Estaba… reparado. Cada página era fresca como si acabara de ser impresa.

Ahora podía leer cada palabra.

—¿Señorita? —vino la voz de Penny desde el dormitorio.

—Salté, mi corazón latiendo fuerte en mi pecho mientras recogía el libro y buscaba frenéticamente un lugar para esconderlo… no, no un armario. Penny entraba y salía siempre del armario de la ropa blanca también. Mis ojos se enfocaron en el retrete, que era bastante arcaico en comparación con lo que teníamos en mi reino, pero era mi única opción. Metí el libro entre el retrete y la pared, rezando a quien quiera que estuviera escuchando que estuviera bien escondido.

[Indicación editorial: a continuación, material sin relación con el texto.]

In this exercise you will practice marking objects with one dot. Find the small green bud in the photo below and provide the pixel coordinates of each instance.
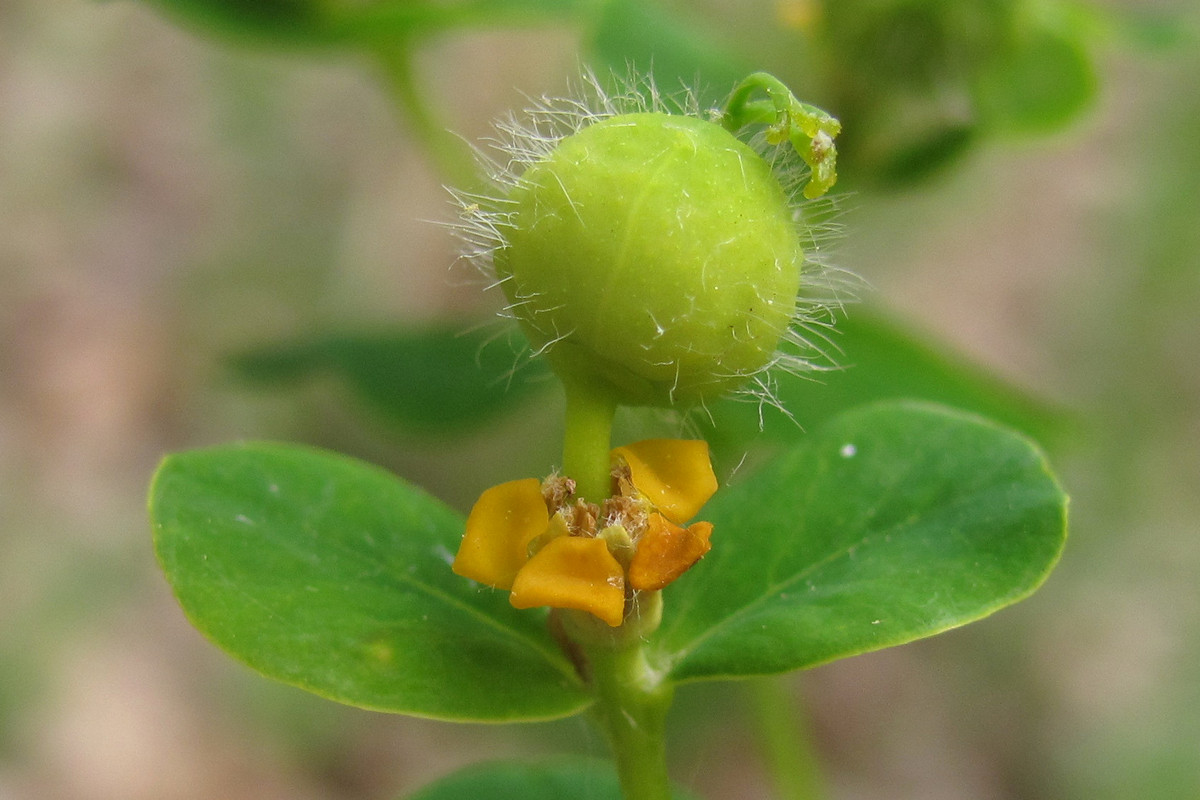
(653, 256)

Luego endurecí mi expresión y salí del baño.

—Oh, estás sangrando
—Estoy bien —dije rápidamente, mostrando mi pulgar mientras la cara de Penny se ponía pálida color crema enfermizo—. Me corté el dedo… en el grifo.

Ella frunció el ceño pero aparté la mirada de ella, pretendiendo estar interesada en la bandeja de comida que había puesto en la mesa de centro.

Pero no había comida.

Abrí la boca, pero las palabras no se formaron en la punta de mi lengua. Fue entonces cuando noté el vestido sobre la cama.

Era negro como el carbón y hecho de la seda más fina y transparente que jamás haya visto. Había un cinturón para la cintura, y lo miré con los ojos muy abiertos al darme cuenta de que no era un sobretodo de ningún tipo. Este era el vestido completo—una cinta pura de tela. Me volví hacia Penny, ojos llameantes.

—Vas a cenar con el rey —dijo, su labio inferior temblando mientras metía sus manos en el bolsillo de su delantal.

—¿Voy a cenar con el rey? —pregunté, dando un paso hacia ella—. ¿O él va a cenar conmigo?

Ella pasó la lengua por su labio inferior—. Creo que ya ha sido alimentado.

—Asqueroso —murmuré mientras me volteaba y miraba el vestido, tomándolo en mis manos. Podía ver mis manos debajo de la tela. Todo estaría a la vista.

Es solo un juego. Todo esto es solo un juego.